Like fried eggs done in proper bacon fat, and hot enough to splutter.
This is the fourth attempt at starting a blog post, having spent the last hour downloading an inordinate quantity of impromptu software updates. They all seem to come at once and the least important - a Google Earth plugin thingy, in this case - seemed to take the longest to crank itself onto my somewhat aged Mac G5.
All the school kids in the village are home for the long hols. It's raining outside and they're all logged onto something or other, so what is laughingly called 'broadband,' round here, is narrower than a wasp's waist - thank you BT, as ever, for such an absolutely SHITE service.
Recent rain may have rescued and freshened things a bit but our garden is beginning to slide into the usual midsummer, mid-life crisis. Every time I venture outside and look at the borders, I'm reminded of a blowsy female who got too plastered to remove her make-up, last night, and is now blinking to a wakefulness of smudged lipstick, migrating mascara, headache and a flaking psyche. (Not that I've ever been near such a personage, you understand.)
There is plenty of colour, of course, and some things - such as Allium sphaerocephalon - are looking their best. But all virginal or vernal traces are gone, gone, gone. We are definitely in slut country, now and there we shall remain until crisp mornings come back to freshen things up.
Silly name, that by the way. The name 'sphaerocephalon' means rounded headed, but this particular garlic is one of the few that isn't - it's oblong. Botanists? Ha!
A proper Shirley poppy, with pale pollen.
I've become even more obsessed by poppies. The true Shirley Strain of Papaver rhoeas, developed in the 1880s by the Rev. Wilkes, in his parish, near Croydon, originated from freak a pink one, he spotted in the wild. It had pale stamens, apparently. I encourage the grunge-coloured Cedric Morris selections to grow near my Shirleys and love it when they're promiscuous. You have to yank out dull red offspring but otherwise, the mix 'n' match technique come up with some exceedingly pretty blooms.
The big daisies Leucanthemum x superbum - butch cousins to our more petite Ox-eye daisies, L. vulgare, which frequent nitrogen-hungry meadows - are becoming a mini-obsession. I love all daisies, but varieties of especial charm, just now, include the delectably tarty 'Phyllis Smith,' (picture at top of post) repeat-flowering but feeble-stemmed 'Sonnenschein' which has pale yellow ray florets and a new one to me, the anemone flowered 'Christine Hagerman.' I will get more, including one usually sold as 'Old Court' whose ray florets are so thin and shaggy as to look like shredded coconut. It's real name, according to Graham Rice, is 'Beauté Nivelloise' a lovely name for a magnificently disshevelled and tousled flower.

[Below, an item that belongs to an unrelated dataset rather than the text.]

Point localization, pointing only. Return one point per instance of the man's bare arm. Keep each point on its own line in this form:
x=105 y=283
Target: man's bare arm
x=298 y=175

A couple more discoveries: Walking under arch into our pretentiously named 'wild wood' which is a bit of overgrown shrubbery where the woodlanders grow, I picked up a delectable scent. Twas more subtle than honeysuckle, but sweet and compelling all the same. I soon discovered that the fragrance came from Clematis viticella 'Betty Corning' whose pale lavender-grey-blue flowers I have foiled with Rosa 'Compassion.' What a bonus! I love all the viticella varieties - though I suspect that 'Betty Corning' has a touch of C. texensis in her blood - partly because they flower in midsummer, but also because you can slash them half to death every winter and they bounce back.
Clematis viticella 'Betty Corning' has hidden qualities and a soft, unobtrusive colour.
Some of our roscoeas are looking quite nice, too. R. purpurea has been colourful for ages but the oddly named R. purpurea var alba is a winner, with its bold painted purple stripes on a white background. I love the flowers, but the habits of roscoeas leave much to be desired. Gawky, grassy things which don't know how to die down discreetly.
Roscoea purpurea 'Alba' exotic but untidy.
I'm listening to Bill Evans playing Never Let Me Go from his album Bill Evans Alone. His jazz is in tune with my garden, lazy, downbeat but still seductive - well, it is to me anyway. (People who worry about unclipped hedges, untrimmed edges and clover-ridden lawns need not apply!)
This week's film was Antonioni's Il Grido, which is set in the very, very flat, very, very muddy, Po Valley. Deliciously depressing with a perfectly apt conclusion, all amid grey skies, rain, snow and almost anything else that is positively un-Mediterranean.
This month in 1991 I was told that I was to be dumped from BBC Gardeners' World, when the programme moved from BBC Pebble Mill to an independent production company, the following season. It was the hardest and most bruising knock I have ever experienced. But I also began to write Short Cuts to Great Gardens with Conran Octopus and that turned out to be a worldwide best seller.